Le site archéologique d'Hasandkeyf serait englouti si le barrage était construit. Keystone Archive

La banque se retire du barrage d'Ilisu, en Turquie. Elle constate que le projet piétine. Et admet qu'il pose trop de problèmes sociaux et écologiques.

«Ce projet est en train de piétiner, les retards s’accumulent et rien n’avance, explique Cédric Dietschy, porte-parole de l’UBS. D’autre part, aucune des garanties que nous avions demandé sur les mesures d’accompagnement sociales et écologiques ne nous ont été fournies de manière satisfaisante».

Au secrétariat de la Déclaration de Berne, on est ravi. Depuis des années, cette ONG suisse se bat aux côtés des organisations locales et internationales qui dénoncent ce projet pharaonique.

«Nous saluons la décision de l’UBS et nous espérons qu’elle est une conséquence de nos campagnes», se réjouit Christine Eberlein, coordinatrice des programmes «Relations financières internationales» à la Déclaration de Berne.

Plus rien de suisse

Avec le retrait du numéro un bancaire helvétique, le projet d’Ilisu n’a définitivement plus rien de suisse. Au départ, les groupes technologiques ABB et Sulzer y étaient engagés, mais tous deux ont depuis revendu leurs secteurs hydroélectriques à l’Autrichien VA-Tech et au Français Alstom. Et ceux-ci peinent à trouver des investisseurs.

Cette recherche de fonds était précisément le travail de l’UBS, qui assurait en outre le rôle d’expert financier pour le projet.

«Je pense qu’ils se sont rendu compte à quel point l’affaire était risquée», avance Christine Eberlein. Et de rappeler que les institutions financières internationales classent la Turquie sur la liste des pays à très hauts risques.

L’année dernière, un groupe italien et un britannique se sont déjà retirés du consortium chargé de construire le barrage d’Ilisu. En invoquant en gros les mêmes raisons que celles qui motivent aujourd’hui la décision de l’UBS.

Cédric Dietschy ne cache pas que les éléments financiers ont joué en faveur du retrait. Mais il attribue un poids au moins égal aux facteurs sociaux et environnementaux. «Nous avons une charte qui nous oblige à respecter l’environnement, tant dans nos activités propres que dans celles que nous soutenons», rappelle le porte-parole de l’UBS.

Un vrai rouleau compresseur

Le projet d’Ilisu, il est vrai, n’a rien pour attirer les sympathies. Situé en plein territoire kurde, ce barrage sur le Tigre devrait inonder plus de 300 km2 de terres et engloutir 50 villages et 15 petites villes, dont le site archéologique d’Hasandkeyf, l’un des plus anciens de la civilisation mésopotamienne.

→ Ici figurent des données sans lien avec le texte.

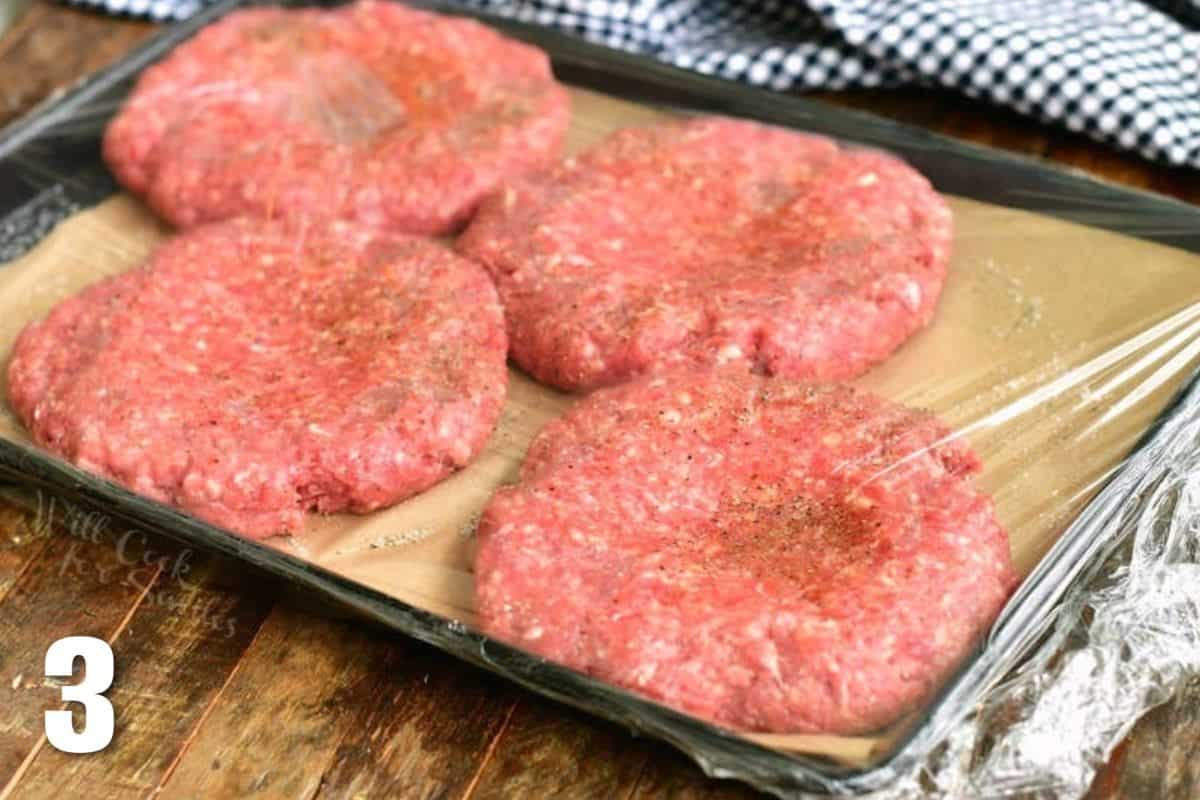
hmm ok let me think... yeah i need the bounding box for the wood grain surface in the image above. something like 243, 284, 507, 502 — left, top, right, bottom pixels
0, 3, 1198, 798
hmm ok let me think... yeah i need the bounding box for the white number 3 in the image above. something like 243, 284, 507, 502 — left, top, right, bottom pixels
44, 636, 114, 753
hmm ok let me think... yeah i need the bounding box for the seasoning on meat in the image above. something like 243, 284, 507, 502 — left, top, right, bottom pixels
7, 218, 508, 539
475, 368, 1016, 733
103, 0, 570, 234
459, 117, 953, 391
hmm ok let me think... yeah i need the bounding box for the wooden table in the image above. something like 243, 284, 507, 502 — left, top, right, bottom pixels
1, 4, 1198, 798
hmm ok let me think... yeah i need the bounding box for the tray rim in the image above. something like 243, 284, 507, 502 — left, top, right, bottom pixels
1, 1, 1199, 794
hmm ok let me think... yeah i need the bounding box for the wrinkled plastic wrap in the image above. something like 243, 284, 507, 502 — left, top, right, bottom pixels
2, 1, 1200, 797
855, 369, 1200, 799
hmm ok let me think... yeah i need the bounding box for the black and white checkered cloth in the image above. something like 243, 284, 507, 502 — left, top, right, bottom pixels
75, 0, 210, 20
62, 0, 1200, 169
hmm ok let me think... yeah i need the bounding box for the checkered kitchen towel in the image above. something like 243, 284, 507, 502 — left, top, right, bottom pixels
64, 0, 1200, 168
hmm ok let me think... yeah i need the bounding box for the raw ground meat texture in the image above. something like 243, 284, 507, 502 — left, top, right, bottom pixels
475, 369, 1017, 734
458, 116, 953, 392
103, 0, 570, 234
6, 218, 508, 539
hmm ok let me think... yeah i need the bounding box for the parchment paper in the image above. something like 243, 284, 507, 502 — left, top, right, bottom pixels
3, 87, 1200, 764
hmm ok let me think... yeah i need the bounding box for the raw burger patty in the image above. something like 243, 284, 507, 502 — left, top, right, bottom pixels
475, 369, 1016, 734
458, 117, 953, 391
7, 219, 507, 539
103, 0, 569, 234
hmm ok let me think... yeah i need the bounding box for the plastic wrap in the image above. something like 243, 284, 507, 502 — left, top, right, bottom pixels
2, 1, 1200, 796
855, 365, 1200, 799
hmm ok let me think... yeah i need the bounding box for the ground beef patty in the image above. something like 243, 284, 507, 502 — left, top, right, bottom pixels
458, 117, 952, 392
7, 219, 507, 539
475, 369, 1016, 733
103, 0, 569, 234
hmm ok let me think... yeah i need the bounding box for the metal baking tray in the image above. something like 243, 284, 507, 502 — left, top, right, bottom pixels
2, 1, 1199, 794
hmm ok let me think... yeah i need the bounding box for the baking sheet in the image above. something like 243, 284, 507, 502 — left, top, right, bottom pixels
3, 84, 1200, 768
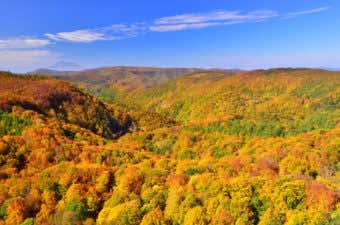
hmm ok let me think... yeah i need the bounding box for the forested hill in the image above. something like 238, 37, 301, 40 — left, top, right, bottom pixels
0, 71, 133, 138
0, 69, 338, 225
129, 68, 340, 136
31, 66, 203, 96
30, 66, 242, 102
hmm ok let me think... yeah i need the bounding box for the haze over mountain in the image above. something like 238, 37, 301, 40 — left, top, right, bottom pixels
30, 68, 77, 76
49, 61, 81, 71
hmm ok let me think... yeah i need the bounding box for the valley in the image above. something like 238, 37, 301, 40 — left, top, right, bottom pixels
0, 68, 338, 225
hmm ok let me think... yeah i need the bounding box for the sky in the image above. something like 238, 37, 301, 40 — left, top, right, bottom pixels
0, 0, 339, 72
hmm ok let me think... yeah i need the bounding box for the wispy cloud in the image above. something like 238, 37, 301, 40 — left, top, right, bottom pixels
46, 29, 109, 43
0, 50, 57, 68
154, 10, 277, 25
0, 38, 50, 49
0, 7, 331, 49
150, 22, 222, 32
42, 7, 330, 41
0, 6, 331, 71
45, 24, 146, 43
150, 10, 278, 32
0, 38, 54, 71
284, 6, 330, 18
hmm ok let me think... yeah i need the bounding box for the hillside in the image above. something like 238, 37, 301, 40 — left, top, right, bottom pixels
0, 71, 132, 138
30, 69, 76, 77
31, 67, 203, 100
130, 68, 340, 136
31, 67, 242, 103
0, 69, 338, 225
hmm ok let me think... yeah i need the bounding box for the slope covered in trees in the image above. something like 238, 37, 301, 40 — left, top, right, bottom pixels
0, 69, 338, 225
31, 67, 203, 101
130, 69, 340, 136
0, 72, 133, 138
32, 67, 241, 104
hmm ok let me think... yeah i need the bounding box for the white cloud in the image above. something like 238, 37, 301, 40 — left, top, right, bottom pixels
110, 23, 146, 34
154, 11, 242, 25
42, 7, 330, 40
150, 22, 221, 32
45, 24, 146, 43
151, 10, 278, 32
155, 10, 277, 25
0, 50, 57, 68
0, 38, 50, 49
0, 6, 328, 49
46, 29, 109, 43
285, 6, 330, 18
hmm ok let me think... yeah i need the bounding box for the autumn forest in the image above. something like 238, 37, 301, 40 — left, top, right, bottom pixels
0, 67, 339, 225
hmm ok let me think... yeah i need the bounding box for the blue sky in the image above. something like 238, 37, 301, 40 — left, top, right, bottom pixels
0, 0, 339, 72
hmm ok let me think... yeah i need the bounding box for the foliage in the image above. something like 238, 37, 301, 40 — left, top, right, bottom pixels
20, 218, 34, 225
0, 69, 338, 225
0, 111, 31, 136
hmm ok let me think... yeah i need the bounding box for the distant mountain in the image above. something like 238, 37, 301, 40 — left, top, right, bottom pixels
29, 68, 77, 76
62, 66, 203, 90
29, 67, 205, 103
49, 61, 81, 71
30, 66, 242, 101
319, 67, 340, 71
29, 61, 81, 75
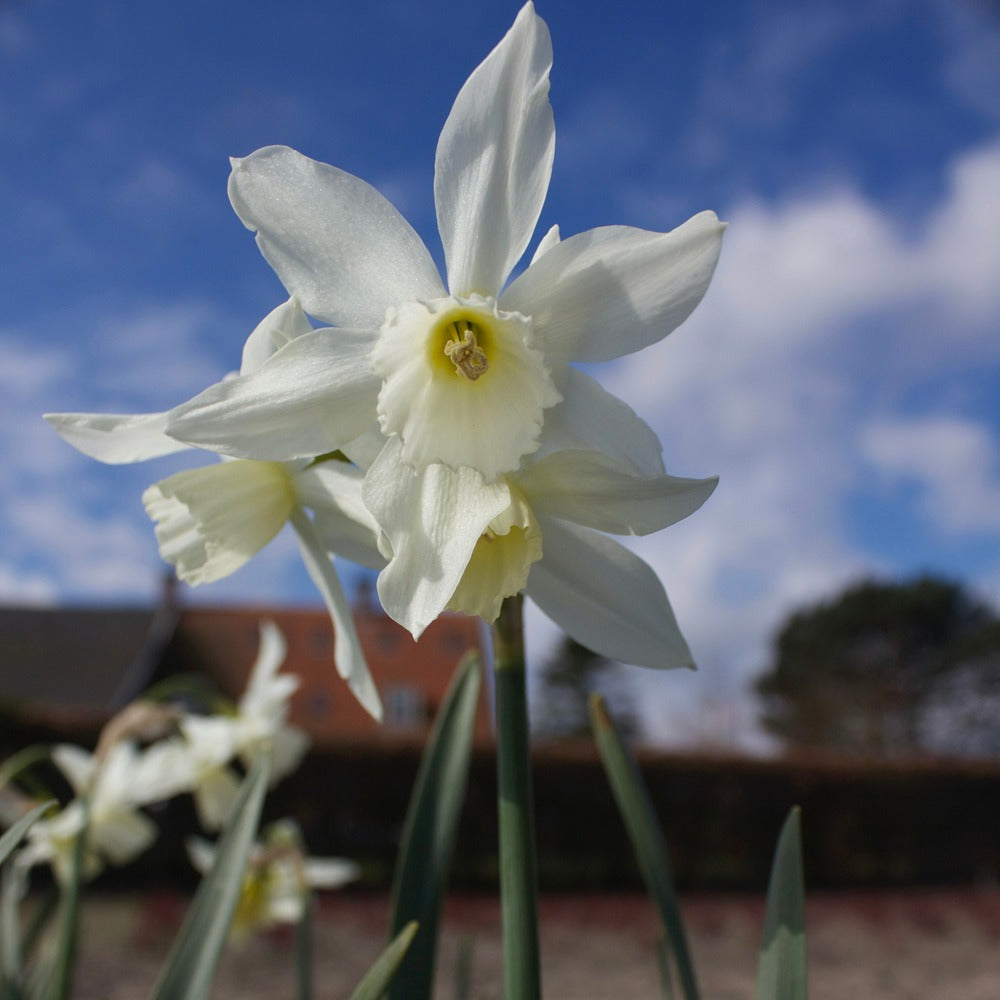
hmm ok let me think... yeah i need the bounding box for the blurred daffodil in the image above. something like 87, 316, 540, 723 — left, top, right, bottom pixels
187, 820, 359, 938
45, 300, 383, 719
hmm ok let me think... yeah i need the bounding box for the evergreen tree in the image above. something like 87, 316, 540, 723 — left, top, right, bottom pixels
756, 575, 1000, 756
533, 636, 641, 742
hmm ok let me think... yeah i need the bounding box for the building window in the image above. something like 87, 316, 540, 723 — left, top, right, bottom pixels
384, 684, 426, 729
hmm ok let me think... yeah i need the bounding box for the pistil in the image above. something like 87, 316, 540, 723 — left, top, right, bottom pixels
444, 322, 489, 380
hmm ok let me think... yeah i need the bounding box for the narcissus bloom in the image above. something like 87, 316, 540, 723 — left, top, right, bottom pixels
18, 742, 176, 883
366, 440, 717, 667
188, 820, 359, 937
137, 621, 311, 829
45, 301, 383, 720
163, 1, 724, 556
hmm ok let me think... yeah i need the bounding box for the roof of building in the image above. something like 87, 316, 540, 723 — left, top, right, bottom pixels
0, 584, 493, 747
0, 603, 177, 716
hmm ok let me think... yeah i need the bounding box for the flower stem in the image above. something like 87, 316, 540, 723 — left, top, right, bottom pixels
492, 593, 541, 1000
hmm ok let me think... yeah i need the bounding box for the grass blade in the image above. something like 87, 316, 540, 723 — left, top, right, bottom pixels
754, 808, 807, 1000
349, 922, 418, 1000
295, 891, 314, 1000
148, 754, 271, 1000
0, 803, 56, 868
589, 694, 699, 1000
45, 799, 89, 1000
1, 802, 55, 999
387, 653, 481, 1000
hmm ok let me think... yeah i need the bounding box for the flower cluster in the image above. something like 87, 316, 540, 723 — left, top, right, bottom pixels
7, 622, 308, 886
45, 3, 724, 712
187, 819, 359, 939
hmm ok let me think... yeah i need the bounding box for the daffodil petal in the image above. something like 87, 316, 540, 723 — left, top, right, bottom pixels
303, 857, 362, 889
435, 2, 554, 296
238, 620, 291, 719
516, 451, 718, 536
293, 462, 385, 570
143, 461, 295, 585
93, 809, 157, 867
166, 329, 379, 461
229, 145, 444, 327
502, 213, 726, 363
52, 745, 94, 796
530, 223, 561, 264
527, 517, 694, 669
364, 438, 510, 637
43, 411, 189, 464
240, 297, 314, 375
538, 366, 665, 476
290, 508, 383, 721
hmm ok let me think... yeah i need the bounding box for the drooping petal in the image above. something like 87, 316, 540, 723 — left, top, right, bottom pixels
166, 329, 380, 461
363, 438, 510, 637
502, 212, 726, 363
527, 517, 694, 669
142, 461, 296, 585
240, 297, 314, 375
435, 2, 555, 296
229, 145, 444, 327
537, 366, 665, 476
43, 411, 189, 464
290, 508, 383, 721
293, 461, 385, 570
515, 450, 718, 536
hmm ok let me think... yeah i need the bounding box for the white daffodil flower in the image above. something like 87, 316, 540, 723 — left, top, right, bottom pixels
142, 454, 384, 718
19, 741, 174, 883
232, 620, 309, 776
138, 622, 311, 830
187, 821, 359, 937
45, 299, 384, 720
163, 2, 724, 529
366, 441, 718, 667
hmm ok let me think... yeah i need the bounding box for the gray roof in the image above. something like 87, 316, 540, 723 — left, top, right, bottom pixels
0, 605, 177, 713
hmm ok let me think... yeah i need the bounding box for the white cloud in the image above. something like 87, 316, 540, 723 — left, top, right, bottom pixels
862, 415, 1000, 535
582, 140, 1000, 746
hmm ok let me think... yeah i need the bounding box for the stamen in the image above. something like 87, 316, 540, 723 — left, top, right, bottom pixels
444, 323, 489, 380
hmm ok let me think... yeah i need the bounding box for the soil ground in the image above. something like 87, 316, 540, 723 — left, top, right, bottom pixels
65, 888, 1000, 999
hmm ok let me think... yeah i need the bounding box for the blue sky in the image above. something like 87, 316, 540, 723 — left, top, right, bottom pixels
2, 0, 999, 747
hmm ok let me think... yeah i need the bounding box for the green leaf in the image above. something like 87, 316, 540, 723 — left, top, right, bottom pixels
348, 922, 418, 1000
148, 754, 271, 1000
453, 935, 474, 1000
0, 801, 56, 1000
0, 749, 54, 805
45, 796, 91, 1000
754, 807, 807, 1000
655, 933, 675, 1000
1, 862, 25, 1000
589, 695, 699, 1000
0, 803, 56, 868
387, 653, 481, 1000
295, 891, 314, 1000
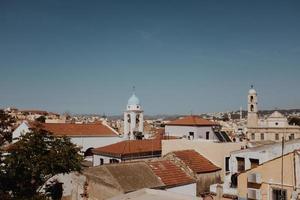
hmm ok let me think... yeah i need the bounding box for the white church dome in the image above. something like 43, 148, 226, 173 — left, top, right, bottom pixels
268, 111, 285, 119
128, 93, 140, 105
249, 88, 257, 95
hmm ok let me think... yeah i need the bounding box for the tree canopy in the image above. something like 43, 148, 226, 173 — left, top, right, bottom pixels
0, 109, 15, 146
0, 126, 83, 199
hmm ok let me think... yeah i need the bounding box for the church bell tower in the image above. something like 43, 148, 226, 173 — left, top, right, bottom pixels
123, 88, 144, 140
247, 85, 258, 127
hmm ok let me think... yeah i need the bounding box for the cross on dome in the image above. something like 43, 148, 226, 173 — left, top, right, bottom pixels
127, 86, 140, 106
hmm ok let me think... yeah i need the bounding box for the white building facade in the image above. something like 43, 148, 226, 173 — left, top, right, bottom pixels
165, 125, 217, 140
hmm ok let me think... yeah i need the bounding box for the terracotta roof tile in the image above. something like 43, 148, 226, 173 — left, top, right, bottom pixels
92, 139, 161, 158
166, 115, 218, 126
173, 150, 221, 174
28, 122, 118, 137
147, 160, 195, 188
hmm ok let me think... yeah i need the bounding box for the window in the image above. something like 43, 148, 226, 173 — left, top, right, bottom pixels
109, 159, 119, 164
189, 132, 194, 140
236, 157, 245, 172
275, 133, 279, 140
250, 105, 254, 112
251, 133, 255, 140
250, 158, 259, 168
272, 188, 286, 200
260, 133, 264, 140
225, 157, 230, 172
250, 96, 254, 102
206, 131, 210, 140
100, 158, 104, 165
289, 134, 295, 140
275, 122, 279, 126
137, 106, 139, 109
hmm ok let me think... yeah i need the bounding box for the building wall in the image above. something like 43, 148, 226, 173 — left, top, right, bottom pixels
196, 171, 221, 195
70, 173, 86, 200
165, 125, 216, 140
237, 153, 296, 200
70, 136, 122, 152
70, 173, 123, 200
229, 140, 300, 174
12, 121, 30, 142
247, 127, 300, 142
93, 154, 121, 166
162, 140, 243, 180
166, 183, 197, 196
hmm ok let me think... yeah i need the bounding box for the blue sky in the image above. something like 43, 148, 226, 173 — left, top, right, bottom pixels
1, 0, 300, 115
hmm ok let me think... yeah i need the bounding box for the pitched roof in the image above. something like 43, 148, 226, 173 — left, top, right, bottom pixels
147, 160, 195, 188
84, 162, 165, 193
28, 122, 119, 137
173, 150, 221, 174
166, 115, 218, 126
92, 139, 161, 159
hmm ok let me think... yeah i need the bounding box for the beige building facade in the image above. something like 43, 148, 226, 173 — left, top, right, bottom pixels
246, 87, 300, 142
237, 151, 300, 200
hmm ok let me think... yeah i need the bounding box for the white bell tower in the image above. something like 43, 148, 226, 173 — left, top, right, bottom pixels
123, 88, 144, 140
247, 85, 258, 127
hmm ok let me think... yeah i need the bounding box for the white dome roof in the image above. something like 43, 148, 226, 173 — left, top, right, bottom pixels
249, 88, 257, 95
269, 111, 285, 119
127, 93, 140, 105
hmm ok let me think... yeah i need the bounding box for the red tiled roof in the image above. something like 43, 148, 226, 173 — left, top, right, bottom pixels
147, 160, 195, 187
166, 115, 218, 126
92, 139, 161, 158
28, 122, 118, 137
173, 150, 221, 174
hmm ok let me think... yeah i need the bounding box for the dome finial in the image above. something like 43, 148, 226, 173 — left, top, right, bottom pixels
132, 86, 136, 94
251, 84, 254, 89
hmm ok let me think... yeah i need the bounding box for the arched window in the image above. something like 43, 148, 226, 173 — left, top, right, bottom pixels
250, 96, 254, 102
127, 114, 131, 123
251, 133, 255, 140
250, 105, 254, 112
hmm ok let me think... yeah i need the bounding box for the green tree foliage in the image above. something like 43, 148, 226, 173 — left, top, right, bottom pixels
0, 109, 15, 146
288, 117, 300, 126
0, 127, 83, 199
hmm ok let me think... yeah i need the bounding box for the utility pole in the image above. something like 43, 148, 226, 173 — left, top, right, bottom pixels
281, 136, 284, 200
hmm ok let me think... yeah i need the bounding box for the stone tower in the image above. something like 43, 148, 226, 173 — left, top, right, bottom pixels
247, 85, 258, 127
123, 89, 144, 140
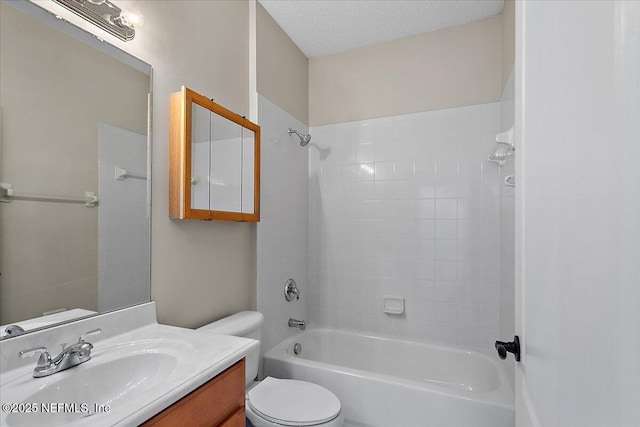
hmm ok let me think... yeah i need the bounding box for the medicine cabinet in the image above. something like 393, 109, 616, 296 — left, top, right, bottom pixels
170, 87, 260, 222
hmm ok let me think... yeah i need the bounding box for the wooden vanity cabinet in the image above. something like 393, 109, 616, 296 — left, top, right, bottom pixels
142, 358, 245, 427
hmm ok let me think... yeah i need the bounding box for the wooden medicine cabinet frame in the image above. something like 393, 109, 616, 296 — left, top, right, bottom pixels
170, 86, 260, 222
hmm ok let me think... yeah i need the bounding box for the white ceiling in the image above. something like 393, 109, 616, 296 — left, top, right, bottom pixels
258, 0, 504, 58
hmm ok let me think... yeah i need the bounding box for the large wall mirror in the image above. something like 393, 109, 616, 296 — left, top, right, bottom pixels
0, 0, 152, 339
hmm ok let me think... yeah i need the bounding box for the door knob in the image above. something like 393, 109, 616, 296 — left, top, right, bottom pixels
495, 335, 520, 361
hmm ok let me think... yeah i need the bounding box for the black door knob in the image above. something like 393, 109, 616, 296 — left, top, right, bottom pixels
495, 335, 520, 361
496, 343, 508, 359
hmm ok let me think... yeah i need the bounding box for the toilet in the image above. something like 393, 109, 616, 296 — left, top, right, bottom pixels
198, 311, 344, 427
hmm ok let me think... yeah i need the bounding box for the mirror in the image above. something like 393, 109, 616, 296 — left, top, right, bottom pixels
0, 1, 152, 339
241, 127, 256, 215
207, 108, 243, 212
170, 87, 260, 222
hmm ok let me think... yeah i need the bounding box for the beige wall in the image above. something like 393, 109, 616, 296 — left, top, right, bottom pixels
502, 0, 515, 90
32, 0, 256, 329
309, 15, 503, 126
137, 1, 255, 328
0, 4, 147, 323
256, 3, 309, 124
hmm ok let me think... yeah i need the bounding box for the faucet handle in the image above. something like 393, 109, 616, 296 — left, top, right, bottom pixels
79, 328, 101, 342
18, 347, 51, 368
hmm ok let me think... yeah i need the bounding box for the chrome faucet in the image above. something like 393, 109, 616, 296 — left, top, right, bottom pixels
288, 318, 306, 330
18, 328, 101, 378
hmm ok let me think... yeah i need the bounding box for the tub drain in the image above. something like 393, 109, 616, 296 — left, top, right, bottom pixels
293, 342, 302, 355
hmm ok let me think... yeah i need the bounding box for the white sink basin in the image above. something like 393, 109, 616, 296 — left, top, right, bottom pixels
6, 353, 178, 426
0, 325, 258, 426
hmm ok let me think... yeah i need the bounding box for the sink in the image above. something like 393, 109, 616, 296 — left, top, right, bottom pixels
6, 353, 177, 426
0, 323, 259, 426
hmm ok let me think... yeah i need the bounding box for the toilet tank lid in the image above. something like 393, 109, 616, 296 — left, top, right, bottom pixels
198, 311, 264, 336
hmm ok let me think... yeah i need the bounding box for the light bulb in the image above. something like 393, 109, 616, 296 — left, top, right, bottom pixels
119, 7, 143, 28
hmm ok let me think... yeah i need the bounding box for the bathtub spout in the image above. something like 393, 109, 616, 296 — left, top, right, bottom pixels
288, 318, 306, 330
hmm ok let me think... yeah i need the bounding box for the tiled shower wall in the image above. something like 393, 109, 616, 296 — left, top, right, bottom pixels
308, 103, 502, 351
256, 95, 309, 353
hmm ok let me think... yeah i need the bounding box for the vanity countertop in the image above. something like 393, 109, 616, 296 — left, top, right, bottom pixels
0, 322, 258, 426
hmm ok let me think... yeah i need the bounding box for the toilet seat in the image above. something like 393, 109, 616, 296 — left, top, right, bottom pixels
247, 377, 341, 426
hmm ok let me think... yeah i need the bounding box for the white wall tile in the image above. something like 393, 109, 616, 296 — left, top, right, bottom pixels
435, 240, 458, 261
458, 219, 482, 240
357, 143, 375, 163
434, 302, 457, 323
435, 260, 457, 281
416, 239, 436, 260
375, 161, 394, 181
415, 200, 434, 219
393, 160, 414, 180
458, 304, 482, 326
435, 199, 458, 219
309, 103, 502, 350
435, 220, 457, 239
435, 282, 458, 302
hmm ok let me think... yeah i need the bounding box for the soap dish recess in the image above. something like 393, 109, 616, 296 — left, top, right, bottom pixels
383, 295, 405, 315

Les estimations varient quant au nombre d’habitants à déplacer. La fourchette va de 40 000 à presque 80 000 personnes qui devraient partir à l’heure de la mise en eau du barrage. Et les précédents montrent qu’Ankara ne se soucie guère du sort de ces populations, à plus forte raison lorsqu’elles sont kurdes.

De plus, ce barrage donnerait à la Turquie le pouvoir de littéralement couper le robinet à ses voisins immédiats, la Syrie et l’Irak. Depuis des années, Bagdad proteste en vain contre la construction d’Ilisu.

Selon un avis de droit demandé par la Déclaration de Berne, ce projet – s’il se réalise – viole allègrement un certain nombre de règles communément admises du droit international public.

Et ce n’est pas tout: comme la plupart de ces barrages géants, celui d’Ilisu est de nature à bouleverser complètement l’équilibre écologique de toute une région. Ses promoteurs ont d’ailleurs reconnu eux-mêmes que le lac de retenue réduira la qualité des eaux du Tigre et favorisera le développement de la malaria.

Toutes ces objections n’avaient pas empêché la Confédération de promettre en son temps la garantie des risques à l’exportation aux firmes suisses engagées à Ilisu. Un «oui» de principe qui est toutefois resté sans suites, puisque ABB et Sulzer n’avaient jamais réussi à trouver des partenaires financiers prêts à se lancer dans l’aventure.